The run presents the most amount of difficulties for novice windsurfers because they have a challenging time controlling their sail and redirecting the board away from the pure downwind direction.
As aforementioned, sailing upwind is not a skill that you can just pick up overnight. It takes time and patience to acquire this skill. If a windsurfers is lured downwind, novice windsurfers will have to swim their way back upwind as opposed to sailing back.
What is the Ideal Point of Sail to Windsurf?
The ideal point of sail for windsurfing depends on the experience level and personal aspirations of the windsurfer concerned. For this reason, we will take a look at a couple different kinds of windsurfers and what the ideal point of sail is for them.
It is recommended that windsurfing novices do their best to stay on the beam reach during their first few sessions on the water. This way, they get their fundamental skills down pat prior to challenging themselves with sailing upwind and downwind.
Earlier, we discussed that sailing upwind presents a whirlwind of challenges because the windsurfer must have a thorough knowledge of wind direction and sailing angles to keep on the path of the close reach.
However, what we did not discuss are the challenges of sailing downwind. Obviously, there is a greater likelihood of acquiring a great deal of speed while sailing downwind as opposed to sailing upwind. This additional speed makes controlling the windsurf board much more difficult.
If windsurfing beginners elect to sail downwind too soon, it is likely that they’ll spend more time in the water than on their board because of this extra instability. It is best for beginners to avoid this problem by sticking on the beam reach.
Windsurfers That Want to Focus On Riding Waves
Windsurfers that concentrate their efforts more toward wave riding care a lot less about point of sail relative to other windsurfing disciplines because they are simply following the course set by the wave.
Their aim is not to generate the most speed or get to a certain destination, they just want to combine the sports of surfing and sailing into one.

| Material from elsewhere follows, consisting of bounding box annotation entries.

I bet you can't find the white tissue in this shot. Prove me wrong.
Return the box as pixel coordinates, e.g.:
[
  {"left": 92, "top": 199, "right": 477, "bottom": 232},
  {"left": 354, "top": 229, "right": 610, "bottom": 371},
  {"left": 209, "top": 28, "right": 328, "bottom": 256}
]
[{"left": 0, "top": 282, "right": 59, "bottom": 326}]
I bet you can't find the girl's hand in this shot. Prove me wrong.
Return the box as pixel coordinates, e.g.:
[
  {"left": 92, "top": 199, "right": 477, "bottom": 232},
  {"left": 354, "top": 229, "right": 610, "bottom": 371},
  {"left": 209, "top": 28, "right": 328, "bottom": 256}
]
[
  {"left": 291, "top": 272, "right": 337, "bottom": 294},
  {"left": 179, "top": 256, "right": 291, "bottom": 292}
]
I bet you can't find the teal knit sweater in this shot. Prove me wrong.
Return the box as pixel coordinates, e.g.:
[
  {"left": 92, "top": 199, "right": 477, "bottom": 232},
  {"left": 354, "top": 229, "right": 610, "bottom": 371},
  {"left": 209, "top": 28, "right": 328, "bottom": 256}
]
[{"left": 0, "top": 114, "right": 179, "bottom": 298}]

With that being said, the direction of the wind does have an effect on how the waves pan out on the surf break. So although point of sail in relation to wind direction is not nearly as important to wave riding windsurfers compared to windsurfing speed seekers, it is definitely a point to consider.
Windsurfing Speed Seekers
Speaking of speed seekers, they’re next up on the list to discuss the ideal point of sail.
At some point in every windsurfer’s life, they want to test how fast they can go. Point of sail plays a large part in the maximum potential speed that these windsurfers are able to attain on the water.
As aforementioned, heading straight downwind is not the ideal way to generate linear speed on the water because the effect of apparent wind is minimized. Instead, these windsurfing adrenaline junkies should stay the course on the broad reach. This way, apparent wind can help power their board and aid them in accomplishing their personal windsurfing speed aspirations.
In short, point of sail is an aspect of windsurfing that should not be overlooked. Although understanding the foundational elements of the points of sail are important, it is equally important to apply these concepts on the water by physically going out and experiencing how the different points of sail influence your windsurfing ride firsthand.
So go out and windsurf! Feeling the power of the sail course through your body as you glide along the water is one of the greatest feelings in water sports.